‘Responsible Ocean planning is a common sense approach leading to better coordination of our ocean uses. As a third generation Port of NY/NJ Tug Captain as well as a Professor at SUNY Maritime, I am one of the 31,000 New York City residents who earn their livelihood in the maritime industry.
The Port of NY/NJ is the largest on the East Coast, third largest in the nation, and will rise again as the largest in the United States. In 2014, we moved over $200 Billion worth of cargo and have been worked hard to prepare for larger ships and greater cargo movements. We are proud to boast about our accomplishments, but we are well aware of the future challenges we face as an industry. The expansion of the Panama Canal and shifting manufacturing centers make New York Harbor THE prime US Port including Ultra Large Container Vessels (ULCV). Articulated tug barge traffic transports the majority of liquid and dry bulk in the region expanding scope of operations and a vessel of choice for blue highway trade of box cargo to remove thousands of trucks a year from the regions already congested highways and bridges.
To move cargo safely and efficiently sea-lanes must be protected for current and future traffic patterns. On top of these changing industry trends, we’re seeing an entirely new offshore industry take shape in the form of renewable wind energy. Our oceans are getting busier, and a tool like ocean planning can help coordinate and plan for these upcoming changes and emerging uses to ensure safe navigation sea-lanes.

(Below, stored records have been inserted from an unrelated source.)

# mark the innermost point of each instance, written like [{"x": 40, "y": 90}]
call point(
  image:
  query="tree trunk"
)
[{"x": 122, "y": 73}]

The Mid-Atlantic Ocean planning body has provided the Tug & Barge Industry an opportunity to share our information, voice our concerns and offer our suggestions on how to best manage our ocean spaces moving forward. Through the planning process, we were able to provide valuable data on our industry, including information on future trends, which will be critical to future management decisions. Having the best available data publicly available on the ocean data portal is beneficial to the public, the people mariners, managers and other offshore businesses.’